Un tempo veniva preparato nelle giornate di grande lavoro in campagna, nelle stagioni più fredde. Con la preparazione di questa pietanza, i commensali erano in grado di recuperare tutte le energie spese durante la mattinata e continuare a lavorare fino a sera. ‘U piscistoccu a ghiotta (o ghiotta di piscistoccu) non è altro che stoccafisso con patate, pomodoro, prugne secche, capperi, cipolla, olive, sedano e molto buon olio extra vergine d’oliva, prodotto rigorosamente in casa.

Vogliamo deliziarvi con la ricetta di questa prelibatezza scritta nel nostro dialetto, perché siamo siciliani e portare avanti le tradizioni significa non dimenticare nulla del passato, specialmente la nostra lingua, miscuglio di culture diverse che per secoli hanno plasmato la nostra bella Sicilia.
Ingredienti per 4 persone:

  • 1,2 kg di pesce stocco già ammollato
  • 12 patate di media grandezza
  • 1 grossa cipolla
  • 200 gr di olive bianche in salamoia
  • 100 gr di capperi
  • sale q.b.
  • pepe nero q.b.
  • un ciuffo di sedano

Ora vi cuntamu commu si pripara sta bontà:

“Frìjri pi pocu ‘na picca di patati tagghiati a pezzi ‘rossi e mittìrili da parti.
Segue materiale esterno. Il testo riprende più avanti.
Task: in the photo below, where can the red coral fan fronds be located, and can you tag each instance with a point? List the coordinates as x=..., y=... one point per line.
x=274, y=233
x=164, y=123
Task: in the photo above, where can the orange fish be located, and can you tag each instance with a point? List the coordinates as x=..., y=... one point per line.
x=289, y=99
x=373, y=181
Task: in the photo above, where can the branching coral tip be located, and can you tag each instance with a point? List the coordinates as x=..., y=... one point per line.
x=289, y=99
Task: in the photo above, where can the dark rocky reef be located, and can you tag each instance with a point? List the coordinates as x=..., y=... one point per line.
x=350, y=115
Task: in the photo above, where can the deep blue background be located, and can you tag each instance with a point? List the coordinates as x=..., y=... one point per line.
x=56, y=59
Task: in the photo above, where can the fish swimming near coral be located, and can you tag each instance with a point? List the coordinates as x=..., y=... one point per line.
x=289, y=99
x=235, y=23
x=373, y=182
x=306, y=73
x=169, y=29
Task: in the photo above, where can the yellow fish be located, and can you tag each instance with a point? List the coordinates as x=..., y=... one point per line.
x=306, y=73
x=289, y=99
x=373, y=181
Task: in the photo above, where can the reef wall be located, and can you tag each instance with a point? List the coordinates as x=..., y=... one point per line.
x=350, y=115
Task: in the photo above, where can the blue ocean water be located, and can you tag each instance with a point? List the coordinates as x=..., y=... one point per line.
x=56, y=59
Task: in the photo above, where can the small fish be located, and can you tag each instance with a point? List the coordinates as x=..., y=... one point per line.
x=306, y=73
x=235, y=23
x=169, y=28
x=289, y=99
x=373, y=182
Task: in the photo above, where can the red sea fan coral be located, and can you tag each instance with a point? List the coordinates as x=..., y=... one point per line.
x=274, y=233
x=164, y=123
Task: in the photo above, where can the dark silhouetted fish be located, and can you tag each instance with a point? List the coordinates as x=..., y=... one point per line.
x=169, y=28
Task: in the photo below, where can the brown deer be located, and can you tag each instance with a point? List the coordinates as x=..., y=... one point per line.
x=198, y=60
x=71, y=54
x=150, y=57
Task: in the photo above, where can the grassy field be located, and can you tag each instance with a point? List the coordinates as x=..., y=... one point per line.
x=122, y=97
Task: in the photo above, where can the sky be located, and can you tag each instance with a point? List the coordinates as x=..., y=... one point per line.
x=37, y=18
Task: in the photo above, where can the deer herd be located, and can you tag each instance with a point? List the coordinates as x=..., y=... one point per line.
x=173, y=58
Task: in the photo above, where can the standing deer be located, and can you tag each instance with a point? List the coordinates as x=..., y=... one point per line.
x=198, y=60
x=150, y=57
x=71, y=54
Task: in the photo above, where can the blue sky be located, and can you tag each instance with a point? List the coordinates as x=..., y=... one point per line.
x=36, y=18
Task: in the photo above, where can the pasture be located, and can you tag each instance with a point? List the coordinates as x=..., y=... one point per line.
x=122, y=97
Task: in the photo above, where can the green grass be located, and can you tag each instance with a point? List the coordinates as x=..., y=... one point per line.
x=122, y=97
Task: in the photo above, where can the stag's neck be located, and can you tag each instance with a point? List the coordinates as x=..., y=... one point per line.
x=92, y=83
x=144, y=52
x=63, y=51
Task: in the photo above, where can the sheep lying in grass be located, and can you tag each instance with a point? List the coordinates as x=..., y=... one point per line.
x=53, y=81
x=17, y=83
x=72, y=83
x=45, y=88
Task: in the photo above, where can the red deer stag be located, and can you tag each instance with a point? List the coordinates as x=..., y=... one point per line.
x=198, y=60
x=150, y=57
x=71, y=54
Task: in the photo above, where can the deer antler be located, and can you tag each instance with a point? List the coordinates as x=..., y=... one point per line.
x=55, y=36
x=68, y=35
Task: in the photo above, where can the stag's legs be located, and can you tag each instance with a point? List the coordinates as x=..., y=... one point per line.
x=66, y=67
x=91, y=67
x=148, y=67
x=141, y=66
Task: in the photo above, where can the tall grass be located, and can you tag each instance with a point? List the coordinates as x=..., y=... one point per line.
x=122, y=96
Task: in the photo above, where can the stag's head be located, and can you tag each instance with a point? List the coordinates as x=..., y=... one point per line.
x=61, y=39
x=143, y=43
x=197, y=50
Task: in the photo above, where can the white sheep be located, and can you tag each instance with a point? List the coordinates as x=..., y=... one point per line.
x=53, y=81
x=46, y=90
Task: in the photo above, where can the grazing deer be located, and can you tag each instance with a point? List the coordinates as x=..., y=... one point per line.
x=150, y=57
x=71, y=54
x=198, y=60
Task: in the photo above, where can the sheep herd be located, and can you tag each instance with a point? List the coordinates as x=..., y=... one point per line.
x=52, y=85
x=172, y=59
Pulizziari ‘u piscistoccu da peddi, di spini e fàrilu a pizzudda; passàrilu ‘nta farina e frijrilu pi pocu, mittìril da parti. ‘Nta ‘na cazzarola fari un suffrittu cu ògghiu ‘bbunnanti di rossi cipuddi ‘ffiddiati, chiàppiri, alivi in salamòria senza nòzzulu, bruna sicchi e assai accia. Juncìrici ‘na bella picca di pummadoru spiddicati, sali e pipareddu ruzzu. Allungari cu acqua e mèttiri intra i patati e ‘u piscistoccu già fritti. Cociri a focu lentu finu a quannu i patati ‘cumènzanu a sfàrisi.”

Per chi di voi non fosse avvezzo al siciliano, di seguito la traduzione:

“Friggere per poco delle patate tagliate a pezzi grossi. Pulire lo stoccafisso dalla pelle, dalle spine e ridurlo in tranci; passarlo nella farina e friggerlo per poco, quindi metterlo da parte. In una seconda pentola fare un soffritto con abbondante olio di grosse cipolle affettate, capperi, olive in salamoia senza nocciolo, prugne secche e molto sedano. Aggiungervi dei pomodori pelati, sale e peperoncino rosso. Allungare con acqua e mettere dentro lo stoccafisso con le patate precedentemente fritti. Cuocere a fuoco lento fin quando le patate cominciano a disfarsi.”

Aggiungiamo noi che, accompagnato a questa prelibatezza, si può degustare un buon vino rosso, corposo e profumato, di quelli che i siciliani sono molto bravi a produrre e… buon appetito!